Odel’s attachment to religion is so strong, that even though she wouldn’t mind marrying a non-Jew, she insists that her future mate be a man “in touch with faith.” A Christian, for example, would be an excellent choice.

Interestingly, only two of the former Haredim who speak with me define themselves as Zionist. The rest are as ardently anti-Zionist as they were while in the Haredi fold.

As the evening moves on, the ones among them who don’t mind being photographed stand for a photo op. Some of them even smile at the camera, skillfully hiding the sad stories of their lives that they shared with me just moments before.
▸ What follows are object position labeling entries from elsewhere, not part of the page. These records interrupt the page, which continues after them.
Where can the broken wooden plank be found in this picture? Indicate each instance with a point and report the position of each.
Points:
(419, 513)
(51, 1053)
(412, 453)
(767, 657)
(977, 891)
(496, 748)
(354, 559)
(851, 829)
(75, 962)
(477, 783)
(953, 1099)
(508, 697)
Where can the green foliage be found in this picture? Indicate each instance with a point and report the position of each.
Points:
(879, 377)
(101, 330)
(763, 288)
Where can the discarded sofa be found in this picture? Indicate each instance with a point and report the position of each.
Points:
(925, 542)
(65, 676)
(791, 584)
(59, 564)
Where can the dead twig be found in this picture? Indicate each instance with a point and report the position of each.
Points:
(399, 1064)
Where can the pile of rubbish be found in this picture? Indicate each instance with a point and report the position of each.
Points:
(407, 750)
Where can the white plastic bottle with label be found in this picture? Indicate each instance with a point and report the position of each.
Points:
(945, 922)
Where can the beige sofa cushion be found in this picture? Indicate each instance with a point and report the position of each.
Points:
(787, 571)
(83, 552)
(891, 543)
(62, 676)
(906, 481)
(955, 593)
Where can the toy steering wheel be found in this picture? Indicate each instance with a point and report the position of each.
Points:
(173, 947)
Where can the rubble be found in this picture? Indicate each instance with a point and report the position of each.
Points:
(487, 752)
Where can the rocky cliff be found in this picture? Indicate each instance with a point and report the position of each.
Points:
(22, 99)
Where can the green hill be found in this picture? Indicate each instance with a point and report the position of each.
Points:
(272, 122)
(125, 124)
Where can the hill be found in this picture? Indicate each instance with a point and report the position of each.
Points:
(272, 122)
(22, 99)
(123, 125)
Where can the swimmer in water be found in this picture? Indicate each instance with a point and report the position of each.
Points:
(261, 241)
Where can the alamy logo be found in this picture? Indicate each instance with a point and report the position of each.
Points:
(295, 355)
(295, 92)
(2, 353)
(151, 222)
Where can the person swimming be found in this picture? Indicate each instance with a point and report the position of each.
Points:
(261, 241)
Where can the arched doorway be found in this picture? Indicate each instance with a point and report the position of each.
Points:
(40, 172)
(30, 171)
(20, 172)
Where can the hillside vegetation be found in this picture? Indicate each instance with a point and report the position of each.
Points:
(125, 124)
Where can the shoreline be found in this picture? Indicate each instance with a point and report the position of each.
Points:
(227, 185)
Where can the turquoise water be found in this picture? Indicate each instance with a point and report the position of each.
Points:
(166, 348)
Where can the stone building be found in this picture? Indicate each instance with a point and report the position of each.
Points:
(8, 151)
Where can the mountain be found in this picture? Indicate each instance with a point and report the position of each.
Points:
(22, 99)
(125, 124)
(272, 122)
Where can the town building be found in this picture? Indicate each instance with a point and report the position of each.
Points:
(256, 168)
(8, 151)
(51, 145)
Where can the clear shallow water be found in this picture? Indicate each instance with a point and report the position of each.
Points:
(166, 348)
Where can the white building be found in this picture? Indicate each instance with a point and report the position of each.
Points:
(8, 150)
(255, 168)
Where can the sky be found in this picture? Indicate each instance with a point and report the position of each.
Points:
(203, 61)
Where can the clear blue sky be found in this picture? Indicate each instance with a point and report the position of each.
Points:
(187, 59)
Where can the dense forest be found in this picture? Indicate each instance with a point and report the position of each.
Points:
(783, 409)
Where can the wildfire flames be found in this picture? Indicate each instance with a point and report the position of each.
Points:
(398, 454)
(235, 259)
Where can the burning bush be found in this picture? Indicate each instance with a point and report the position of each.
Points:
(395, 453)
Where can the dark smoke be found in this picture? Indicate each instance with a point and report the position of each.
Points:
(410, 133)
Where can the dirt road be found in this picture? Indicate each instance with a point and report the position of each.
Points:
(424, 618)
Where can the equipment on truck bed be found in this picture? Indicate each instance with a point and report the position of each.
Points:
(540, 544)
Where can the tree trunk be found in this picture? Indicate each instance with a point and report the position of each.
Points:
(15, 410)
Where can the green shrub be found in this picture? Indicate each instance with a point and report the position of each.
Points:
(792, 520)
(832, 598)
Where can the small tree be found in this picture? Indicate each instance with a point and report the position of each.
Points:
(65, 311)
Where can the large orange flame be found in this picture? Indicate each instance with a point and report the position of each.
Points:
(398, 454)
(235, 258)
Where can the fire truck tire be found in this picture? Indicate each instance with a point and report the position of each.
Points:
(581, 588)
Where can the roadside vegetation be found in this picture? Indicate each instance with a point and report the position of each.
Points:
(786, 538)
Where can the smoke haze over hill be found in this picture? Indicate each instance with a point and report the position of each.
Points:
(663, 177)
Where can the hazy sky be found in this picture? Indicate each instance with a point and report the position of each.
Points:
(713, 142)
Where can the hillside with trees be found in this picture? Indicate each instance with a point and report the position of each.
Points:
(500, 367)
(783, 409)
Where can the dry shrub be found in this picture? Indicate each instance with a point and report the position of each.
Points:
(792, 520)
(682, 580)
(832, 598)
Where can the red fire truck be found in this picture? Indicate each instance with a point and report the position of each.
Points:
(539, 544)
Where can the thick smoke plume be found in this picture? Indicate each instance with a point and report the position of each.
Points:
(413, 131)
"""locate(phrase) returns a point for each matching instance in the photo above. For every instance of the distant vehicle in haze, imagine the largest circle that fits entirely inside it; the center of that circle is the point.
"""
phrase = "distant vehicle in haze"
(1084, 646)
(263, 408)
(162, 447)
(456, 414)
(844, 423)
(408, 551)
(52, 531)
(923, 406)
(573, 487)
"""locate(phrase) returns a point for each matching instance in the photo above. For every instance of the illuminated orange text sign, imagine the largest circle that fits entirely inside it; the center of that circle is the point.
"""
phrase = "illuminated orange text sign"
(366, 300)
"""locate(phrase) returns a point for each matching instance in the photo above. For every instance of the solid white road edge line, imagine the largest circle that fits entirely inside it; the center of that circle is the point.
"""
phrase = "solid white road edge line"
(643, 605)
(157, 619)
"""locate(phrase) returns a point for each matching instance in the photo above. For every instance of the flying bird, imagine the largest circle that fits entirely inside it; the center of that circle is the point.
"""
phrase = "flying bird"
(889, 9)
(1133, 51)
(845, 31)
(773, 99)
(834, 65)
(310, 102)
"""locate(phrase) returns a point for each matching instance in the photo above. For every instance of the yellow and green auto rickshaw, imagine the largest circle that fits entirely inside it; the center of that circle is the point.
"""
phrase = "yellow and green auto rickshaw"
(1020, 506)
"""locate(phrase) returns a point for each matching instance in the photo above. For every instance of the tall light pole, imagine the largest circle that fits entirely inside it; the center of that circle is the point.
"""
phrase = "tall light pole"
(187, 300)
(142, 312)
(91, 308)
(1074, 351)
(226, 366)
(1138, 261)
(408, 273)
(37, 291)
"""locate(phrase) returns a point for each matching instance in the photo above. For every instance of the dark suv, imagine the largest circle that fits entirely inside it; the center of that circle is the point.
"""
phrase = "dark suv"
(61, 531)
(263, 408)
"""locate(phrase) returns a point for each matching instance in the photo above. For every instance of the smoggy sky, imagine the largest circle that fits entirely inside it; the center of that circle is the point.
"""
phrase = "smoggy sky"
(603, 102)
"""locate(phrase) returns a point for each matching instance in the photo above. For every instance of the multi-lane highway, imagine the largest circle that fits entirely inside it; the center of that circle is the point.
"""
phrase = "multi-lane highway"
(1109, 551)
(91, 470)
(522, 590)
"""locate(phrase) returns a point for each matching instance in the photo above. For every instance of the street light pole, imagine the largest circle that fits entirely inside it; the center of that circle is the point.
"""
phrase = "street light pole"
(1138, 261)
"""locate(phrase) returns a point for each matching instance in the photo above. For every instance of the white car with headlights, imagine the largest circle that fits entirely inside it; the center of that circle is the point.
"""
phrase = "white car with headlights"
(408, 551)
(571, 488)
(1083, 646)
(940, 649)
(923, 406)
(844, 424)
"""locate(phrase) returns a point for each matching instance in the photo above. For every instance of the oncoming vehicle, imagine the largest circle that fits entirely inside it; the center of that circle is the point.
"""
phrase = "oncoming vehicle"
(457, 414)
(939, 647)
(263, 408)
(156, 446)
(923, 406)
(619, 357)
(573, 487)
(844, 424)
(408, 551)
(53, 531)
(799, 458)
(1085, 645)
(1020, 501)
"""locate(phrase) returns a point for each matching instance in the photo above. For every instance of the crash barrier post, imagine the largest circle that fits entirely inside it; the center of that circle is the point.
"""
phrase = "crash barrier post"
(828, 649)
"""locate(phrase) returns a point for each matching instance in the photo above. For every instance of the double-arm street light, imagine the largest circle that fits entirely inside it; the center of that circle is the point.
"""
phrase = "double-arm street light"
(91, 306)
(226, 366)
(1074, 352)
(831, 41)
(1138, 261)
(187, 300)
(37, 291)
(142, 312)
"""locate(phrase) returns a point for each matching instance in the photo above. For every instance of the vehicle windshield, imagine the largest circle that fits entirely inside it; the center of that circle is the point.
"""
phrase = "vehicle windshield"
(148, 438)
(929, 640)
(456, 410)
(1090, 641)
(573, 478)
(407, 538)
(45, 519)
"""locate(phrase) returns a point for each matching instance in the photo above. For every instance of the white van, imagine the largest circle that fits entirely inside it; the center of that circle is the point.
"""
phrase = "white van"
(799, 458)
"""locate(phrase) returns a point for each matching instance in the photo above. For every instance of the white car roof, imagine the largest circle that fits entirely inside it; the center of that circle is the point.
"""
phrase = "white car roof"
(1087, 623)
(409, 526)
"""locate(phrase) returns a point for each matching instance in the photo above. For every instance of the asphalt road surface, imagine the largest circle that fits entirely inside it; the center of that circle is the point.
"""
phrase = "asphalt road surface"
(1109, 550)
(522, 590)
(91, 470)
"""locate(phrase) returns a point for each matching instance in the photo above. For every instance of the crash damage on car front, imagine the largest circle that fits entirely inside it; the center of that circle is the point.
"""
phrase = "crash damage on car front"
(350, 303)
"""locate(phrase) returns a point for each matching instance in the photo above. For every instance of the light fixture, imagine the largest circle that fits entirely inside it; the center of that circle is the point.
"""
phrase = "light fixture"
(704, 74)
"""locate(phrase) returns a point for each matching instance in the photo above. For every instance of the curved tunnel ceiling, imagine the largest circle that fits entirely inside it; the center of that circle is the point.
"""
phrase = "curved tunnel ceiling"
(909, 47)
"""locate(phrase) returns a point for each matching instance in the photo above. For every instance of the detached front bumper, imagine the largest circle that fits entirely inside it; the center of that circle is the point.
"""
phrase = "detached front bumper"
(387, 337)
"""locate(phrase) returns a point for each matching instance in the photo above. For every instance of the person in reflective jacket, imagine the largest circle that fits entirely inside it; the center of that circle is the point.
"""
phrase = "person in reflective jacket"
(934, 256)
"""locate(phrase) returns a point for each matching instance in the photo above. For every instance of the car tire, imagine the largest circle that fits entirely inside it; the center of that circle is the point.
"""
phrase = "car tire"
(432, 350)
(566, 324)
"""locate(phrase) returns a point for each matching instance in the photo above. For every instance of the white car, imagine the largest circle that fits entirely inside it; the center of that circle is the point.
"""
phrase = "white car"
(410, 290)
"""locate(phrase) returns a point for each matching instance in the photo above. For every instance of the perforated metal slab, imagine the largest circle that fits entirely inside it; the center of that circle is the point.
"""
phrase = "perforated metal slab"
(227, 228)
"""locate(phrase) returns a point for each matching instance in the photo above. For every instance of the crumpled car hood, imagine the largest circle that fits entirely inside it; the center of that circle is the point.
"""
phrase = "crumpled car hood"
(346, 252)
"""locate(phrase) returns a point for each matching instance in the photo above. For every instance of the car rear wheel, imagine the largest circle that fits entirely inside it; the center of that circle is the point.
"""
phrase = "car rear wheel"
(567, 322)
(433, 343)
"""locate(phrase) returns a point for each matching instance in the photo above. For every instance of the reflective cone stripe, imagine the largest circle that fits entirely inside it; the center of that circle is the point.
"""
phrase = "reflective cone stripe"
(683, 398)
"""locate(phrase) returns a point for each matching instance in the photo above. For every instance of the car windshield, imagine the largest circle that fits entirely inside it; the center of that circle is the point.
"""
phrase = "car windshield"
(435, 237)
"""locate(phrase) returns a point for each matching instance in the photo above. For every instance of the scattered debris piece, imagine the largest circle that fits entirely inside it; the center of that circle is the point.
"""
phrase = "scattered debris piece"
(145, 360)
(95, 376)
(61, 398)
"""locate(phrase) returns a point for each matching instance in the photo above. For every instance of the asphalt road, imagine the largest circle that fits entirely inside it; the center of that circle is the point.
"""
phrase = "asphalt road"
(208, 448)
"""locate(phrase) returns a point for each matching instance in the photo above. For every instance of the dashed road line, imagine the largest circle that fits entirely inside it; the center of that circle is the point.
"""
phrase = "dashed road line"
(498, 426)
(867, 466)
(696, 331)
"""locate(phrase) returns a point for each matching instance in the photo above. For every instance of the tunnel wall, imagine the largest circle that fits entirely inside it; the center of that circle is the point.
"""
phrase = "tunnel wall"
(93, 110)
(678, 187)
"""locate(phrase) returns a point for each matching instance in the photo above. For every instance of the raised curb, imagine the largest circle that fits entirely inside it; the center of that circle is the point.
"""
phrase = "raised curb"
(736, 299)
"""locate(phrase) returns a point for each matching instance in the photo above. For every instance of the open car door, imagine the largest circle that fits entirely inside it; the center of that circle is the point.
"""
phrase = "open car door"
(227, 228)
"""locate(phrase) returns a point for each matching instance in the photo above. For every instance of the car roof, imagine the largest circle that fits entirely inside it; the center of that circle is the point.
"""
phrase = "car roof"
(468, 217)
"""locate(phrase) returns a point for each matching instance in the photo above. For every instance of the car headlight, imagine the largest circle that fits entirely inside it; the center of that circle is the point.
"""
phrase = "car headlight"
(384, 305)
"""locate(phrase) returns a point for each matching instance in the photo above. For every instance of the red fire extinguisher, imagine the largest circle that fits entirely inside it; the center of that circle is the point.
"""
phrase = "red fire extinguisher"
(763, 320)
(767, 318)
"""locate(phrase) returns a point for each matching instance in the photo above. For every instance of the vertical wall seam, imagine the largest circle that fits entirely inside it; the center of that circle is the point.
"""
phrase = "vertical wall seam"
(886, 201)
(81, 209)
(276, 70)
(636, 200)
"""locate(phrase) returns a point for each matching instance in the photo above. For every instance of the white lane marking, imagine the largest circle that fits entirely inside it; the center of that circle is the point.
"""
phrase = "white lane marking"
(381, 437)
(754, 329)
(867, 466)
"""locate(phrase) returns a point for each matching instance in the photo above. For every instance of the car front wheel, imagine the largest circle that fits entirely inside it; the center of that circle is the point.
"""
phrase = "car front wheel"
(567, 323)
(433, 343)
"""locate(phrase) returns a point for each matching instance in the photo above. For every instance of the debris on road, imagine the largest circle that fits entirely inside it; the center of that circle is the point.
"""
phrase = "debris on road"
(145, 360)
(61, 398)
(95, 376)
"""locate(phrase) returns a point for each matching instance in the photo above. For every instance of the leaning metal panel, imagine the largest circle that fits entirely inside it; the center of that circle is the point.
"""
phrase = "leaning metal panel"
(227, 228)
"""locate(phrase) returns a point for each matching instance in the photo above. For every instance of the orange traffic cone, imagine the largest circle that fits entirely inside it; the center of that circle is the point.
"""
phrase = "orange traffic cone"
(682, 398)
Hillel, I slowly find out, is the abode of very sad people.

After about two hours, I leave and catch a taxi back home. The cabbie is an Arab and he tells me how great his life is and how happy he is to live in Jerusalem. His wife, he tells me with pride, is German, and his family is very, very rich. Life is good, Allah is good, and Allah blesses him, his German wife, and the rest of the family now and forever. I have no idea if anything he tells me is true or not, but this man makes me laugh. Next Friday night, I think, I’m going to his family to make a Kiddush; I’m sure that it’ll be much more fun.

Tuvia Tenenbom is the author of “I Sleep in Hitler’s Room” and the new Der Spiegel bestseller “Alone Among Jews.”